Jonathan Wiggs/Globe Staff

Notre Dame Academy students prior to Liam Payne’s performance.

17-year-old Kaitlin McCormick, a Notre Dame junior who brought the contest to the attention of her classmates, and worked with her friends Madeline White, Sheila Foley, Molly Kerrigan, and Danielle Thompson to organize the shoe drive, said parents shouldn’t take Payne’s lyrics too seriously.

“They’re just words,” she said, grinning. “They don’t mean anything, that’s my philosophy.”

McCormick said it had been difficult to get through morning classes knowing the concert was in the afternoon. She took a math test just before the show.


Asked what was on the test, McCormick said, “I don’t know. I’m just so excited.”

Payne, who’s 24, mostly focused on the music during his short set, but he did congratulate students on their achievement — and for helping others. “Really fantastic,” he said of the shoe drive. “Please keep it up.”

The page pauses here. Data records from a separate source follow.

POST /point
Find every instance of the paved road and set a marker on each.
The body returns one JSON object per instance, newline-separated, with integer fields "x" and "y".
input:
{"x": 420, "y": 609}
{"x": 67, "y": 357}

This is the second pop star to visit Notre Dame. In 2013, students won a private show from Ed Sheeranby collecting 2,770 coats for the same organization.

Miller said students at Notre Dame Academy also led a recent collection for a local food pantry. They like to work for the community, even without the promise of a performance by a One Directioner.

“I think it speaks to the character of our girls,” she said. “It’s in the fabric of who we are as a Catholic school.”